The spirit of Rivbea was present in 2016, when Barr and Onyx Collective took over a vacant restaurant space they dubbed NYXO on West Broadway to stage their own summerlong music series. “It starts with having that genuine connection with people on your block or in the neighborhood that can create a bridge,” he said, “and trying to then have an audience that’s fluid, that doesn’t feel like they’re not able to connect or speak with the artists.”
For Nicholson, inviting Barr and other younger musicians to play on the “Return to Rivbea” bill had a purpose. “I wanted to book people who played there, and I wanted to book people who would’ve played there, if then was now,” she said. “I wanted to make it equal.”
Other new-generation players participating include saxophonists James Brandon Lewis, Isaiah Collier and Darius Jones. Among the Rivbea veterans on the bill are Parker, pianist Dave Burrell, bassoonist Karen Borca and trumpeter Ahmed Abdullah.

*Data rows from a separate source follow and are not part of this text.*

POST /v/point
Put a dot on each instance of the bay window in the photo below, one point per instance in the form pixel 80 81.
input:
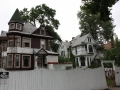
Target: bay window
pixel 26 42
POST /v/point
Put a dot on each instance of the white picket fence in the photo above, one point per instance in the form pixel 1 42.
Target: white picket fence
pixel 43 79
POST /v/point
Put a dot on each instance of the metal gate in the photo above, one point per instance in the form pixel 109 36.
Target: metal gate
pixel 110 77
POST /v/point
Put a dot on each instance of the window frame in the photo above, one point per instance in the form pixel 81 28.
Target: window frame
pixel 42 44
pixel 23 42
pixel 9 60
pixel 29 62
pixel 16 42
pixel 15 61
pixel 13 26
pixel 20 26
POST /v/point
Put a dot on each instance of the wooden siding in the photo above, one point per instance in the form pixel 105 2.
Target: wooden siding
pixel 32 62
pixel 43 79
pixel 35 42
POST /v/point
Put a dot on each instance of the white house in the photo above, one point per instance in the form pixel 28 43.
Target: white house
pixel 83 48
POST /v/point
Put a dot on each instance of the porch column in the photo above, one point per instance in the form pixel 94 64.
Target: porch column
pixel 79 61
pixel 86 62
pixel 113 65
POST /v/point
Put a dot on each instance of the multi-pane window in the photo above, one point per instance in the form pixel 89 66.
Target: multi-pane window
pixel 26 42
pixel 43 44
pixel 17 41
pixel 42 32
pixel 90 48
pixel 26 62
pixel 10 60
pixel 82 58
pixel 18 26
pixel 12 26
pixel 4 46
pixel 17 60
pixel 11 43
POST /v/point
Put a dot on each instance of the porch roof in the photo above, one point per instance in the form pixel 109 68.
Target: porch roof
pixel 43 51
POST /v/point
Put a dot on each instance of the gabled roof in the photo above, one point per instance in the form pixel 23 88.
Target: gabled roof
pixel 29 28
pixel 16 17
pixel 78 40
pixel 36 51
pixel 66 44
pixel 3 33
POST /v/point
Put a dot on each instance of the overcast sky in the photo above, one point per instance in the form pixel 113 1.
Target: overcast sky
pixel 66 13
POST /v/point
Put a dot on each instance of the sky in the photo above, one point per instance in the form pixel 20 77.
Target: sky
pixel 66 13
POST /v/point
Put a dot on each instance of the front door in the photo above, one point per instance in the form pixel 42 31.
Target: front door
pixel 40 61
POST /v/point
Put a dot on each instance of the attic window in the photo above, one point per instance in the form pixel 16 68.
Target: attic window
pixel 18 26
pixel 42 32
pixel 12 26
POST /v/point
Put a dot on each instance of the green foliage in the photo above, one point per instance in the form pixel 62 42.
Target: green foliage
pixel 113 53
pixel 95 64
pixel 89 23
pixel 41 14
pixel 63 59
pixel 54 34
pixel 100 6
pixel 72 57
pixel 54 46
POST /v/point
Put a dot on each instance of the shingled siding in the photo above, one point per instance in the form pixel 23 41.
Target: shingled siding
pixel 43 79
pixel 117 75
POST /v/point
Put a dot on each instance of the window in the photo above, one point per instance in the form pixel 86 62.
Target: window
pixel 43 44
pixel 11 43
pixel 42 32
pixel 17 41
pixel 26 42
pixel 12 26
pixel 82 58
pixel 90 48
pixel 26 61
pixel 10 60
pixel 4 46
pixel 18 26
pixel 89 39
pixel 88 61
pixel 62 46
pixel 17 60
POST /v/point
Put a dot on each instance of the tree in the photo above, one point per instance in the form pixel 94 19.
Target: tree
pixel 89 23
pixel 43 15
pixel 113 53
pixel 100 6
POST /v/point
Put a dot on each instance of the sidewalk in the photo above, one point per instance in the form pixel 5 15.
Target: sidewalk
pixel 115 88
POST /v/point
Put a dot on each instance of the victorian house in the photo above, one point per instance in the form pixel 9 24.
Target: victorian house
pixel 25 47
pixel 84 48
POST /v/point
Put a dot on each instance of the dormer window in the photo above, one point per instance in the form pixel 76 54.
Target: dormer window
pixel 18 26
pixel 42 32
pixel 12 26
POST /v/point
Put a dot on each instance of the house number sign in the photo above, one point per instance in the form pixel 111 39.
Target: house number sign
pixel 4 75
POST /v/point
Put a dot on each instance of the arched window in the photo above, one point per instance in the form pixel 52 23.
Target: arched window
pixel 90 48
pixel 82 58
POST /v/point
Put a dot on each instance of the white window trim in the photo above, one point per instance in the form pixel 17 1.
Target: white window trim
pixel 20 26
pixel 23 42
pixel 8 60
pixel 44 43
pixel 23 62
pixel 15 61
pixel 10 40
pixel 13 26
pixel 19 42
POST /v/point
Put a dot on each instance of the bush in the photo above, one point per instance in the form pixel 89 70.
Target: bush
pixel 95 64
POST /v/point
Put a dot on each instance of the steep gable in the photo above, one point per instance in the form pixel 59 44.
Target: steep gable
pixel 16 17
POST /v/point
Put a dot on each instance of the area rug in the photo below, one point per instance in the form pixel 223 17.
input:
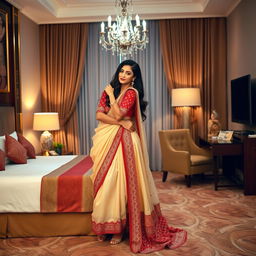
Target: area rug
pixel 219 223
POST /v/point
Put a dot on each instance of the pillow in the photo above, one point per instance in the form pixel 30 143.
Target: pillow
pixel 27 145
pixel 15 151
pixel 2 160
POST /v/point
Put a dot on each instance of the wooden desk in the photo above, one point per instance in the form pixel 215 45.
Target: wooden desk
pixel 227 154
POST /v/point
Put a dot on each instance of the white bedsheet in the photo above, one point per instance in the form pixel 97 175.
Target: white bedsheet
pixel 20 184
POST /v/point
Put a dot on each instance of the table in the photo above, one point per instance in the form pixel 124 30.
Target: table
pixel 228 154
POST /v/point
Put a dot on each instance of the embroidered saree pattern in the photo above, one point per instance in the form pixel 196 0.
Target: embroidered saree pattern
pixel 124 187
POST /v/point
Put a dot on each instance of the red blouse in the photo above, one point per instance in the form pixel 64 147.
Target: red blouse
pixel 126 105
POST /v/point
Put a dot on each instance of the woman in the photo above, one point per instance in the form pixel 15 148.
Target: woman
pixel 124 190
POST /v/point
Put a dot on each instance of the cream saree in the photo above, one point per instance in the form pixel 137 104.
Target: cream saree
pixel 124 190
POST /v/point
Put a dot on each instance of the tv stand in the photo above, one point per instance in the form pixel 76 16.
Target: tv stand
pixel 242 134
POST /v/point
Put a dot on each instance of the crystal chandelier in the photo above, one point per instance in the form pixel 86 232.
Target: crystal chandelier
pixel 122 37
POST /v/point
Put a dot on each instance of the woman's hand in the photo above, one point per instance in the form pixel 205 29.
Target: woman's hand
pixel 109 90
pixel 127 124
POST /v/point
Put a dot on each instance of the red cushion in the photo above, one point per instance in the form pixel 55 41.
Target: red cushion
pixel 15 151
pixel 2 160
pixel 27 145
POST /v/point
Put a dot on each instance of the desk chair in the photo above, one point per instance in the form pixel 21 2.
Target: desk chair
pixel 181 155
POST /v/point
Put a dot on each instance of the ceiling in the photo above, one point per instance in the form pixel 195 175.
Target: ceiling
pixel 67 11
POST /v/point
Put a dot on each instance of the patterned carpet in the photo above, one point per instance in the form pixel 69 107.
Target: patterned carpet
pixel 219 223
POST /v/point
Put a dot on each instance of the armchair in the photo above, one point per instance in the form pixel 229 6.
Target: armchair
pixel 181 155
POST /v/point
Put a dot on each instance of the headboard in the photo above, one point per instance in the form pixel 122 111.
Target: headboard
pixel 7 120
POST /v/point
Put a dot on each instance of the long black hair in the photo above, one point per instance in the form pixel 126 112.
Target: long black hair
pixel 138 84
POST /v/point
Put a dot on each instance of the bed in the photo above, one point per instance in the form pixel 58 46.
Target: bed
pixel 47 196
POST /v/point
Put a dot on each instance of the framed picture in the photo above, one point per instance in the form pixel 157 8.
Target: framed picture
pixel 225 135
pixel 4 53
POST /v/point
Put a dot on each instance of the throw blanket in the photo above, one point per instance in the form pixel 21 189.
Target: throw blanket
pixel 68 188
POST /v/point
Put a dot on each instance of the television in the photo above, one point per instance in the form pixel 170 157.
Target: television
pixel 243 100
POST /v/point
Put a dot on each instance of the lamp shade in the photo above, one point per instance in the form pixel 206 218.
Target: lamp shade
pixel 186 97
pixel 46 121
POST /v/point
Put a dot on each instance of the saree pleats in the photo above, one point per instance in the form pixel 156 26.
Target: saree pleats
pixel 124 188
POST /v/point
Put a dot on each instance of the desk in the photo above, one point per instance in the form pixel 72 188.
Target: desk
pixel 230 153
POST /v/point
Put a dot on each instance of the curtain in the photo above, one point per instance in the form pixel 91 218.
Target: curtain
pixel 99 68
pixel 62 55
pixel 194 55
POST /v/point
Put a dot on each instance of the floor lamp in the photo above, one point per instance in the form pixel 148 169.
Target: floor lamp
pixel 186 98
pixel 46 121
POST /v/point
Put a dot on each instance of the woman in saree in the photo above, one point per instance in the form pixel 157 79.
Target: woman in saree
pixel 124 191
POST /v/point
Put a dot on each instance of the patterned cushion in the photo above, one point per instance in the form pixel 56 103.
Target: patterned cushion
pixel 27 145
pixel 2 160
pixel 15 151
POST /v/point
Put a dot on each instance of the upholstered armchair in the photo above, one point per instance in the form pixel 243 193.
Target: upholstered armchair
pixel 181 155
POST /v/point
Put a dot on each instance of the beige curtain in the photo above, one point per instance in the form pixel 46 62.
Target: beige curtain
pixel 62 49
pixel 194 55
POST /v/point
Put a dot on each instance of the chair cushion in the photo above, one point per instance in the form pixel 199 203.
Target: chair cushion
pixel 179 141
pixel 200 160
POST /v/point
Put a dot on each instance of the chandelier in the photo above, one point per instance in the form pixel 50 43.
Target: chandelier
pixel 121 36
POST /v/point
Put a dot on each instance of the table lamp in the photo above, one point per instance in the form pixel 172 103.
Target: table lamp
pixel 46 121
pixel 186 98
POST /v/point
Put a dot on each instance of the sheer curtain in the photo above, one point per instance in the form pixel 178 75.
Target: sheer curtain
pixel 99 68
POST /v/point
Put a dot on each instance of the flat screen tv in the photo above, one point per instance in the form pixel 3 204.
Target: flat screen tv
pixel 241 100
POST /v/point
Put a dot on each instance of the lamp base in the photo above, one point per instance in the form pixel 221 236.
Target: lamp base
pixel 186 117
pixel 46 141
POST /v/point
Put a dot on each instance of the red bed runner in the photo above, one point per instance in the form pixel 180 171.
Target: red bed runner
pixel 68 188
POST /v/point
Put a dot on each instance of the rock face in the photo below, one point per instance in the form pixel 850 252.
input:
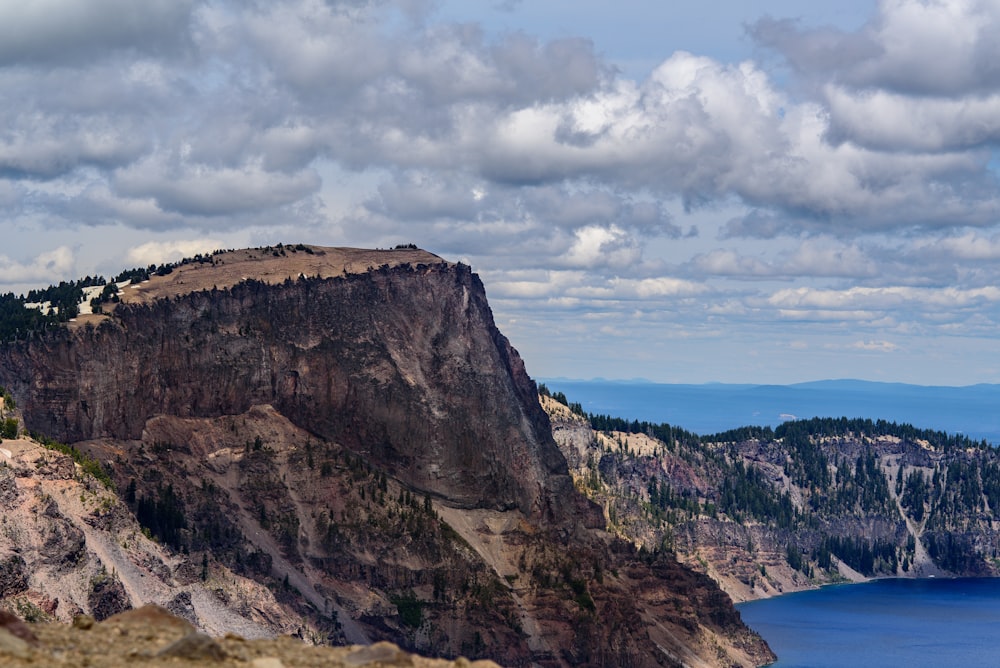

The series also features poets, including Moten, Anne Waldman and Bob Holman. (A full schedule of participants can be found here.)
For Moten, having Studio Rivbea reawaken, especially with a conglomeration of younger and older players, speaks to something inherent in the music. “This is a unique opportunity in the sense that the space is made by the music,” he said. “And even though that space has changed, even though it’s different when the music comes back in there — and especially with new generations and musicians playing — then that space will be remade. We remake these spaces with our practices.”
Maybe our cities, too.
“Studio Rivbea Revisited” runs Jan. 4-8 at the Gene Frankel Theatre, 24 Bond St., and all performances will also stream live online; go here for details and ticket information.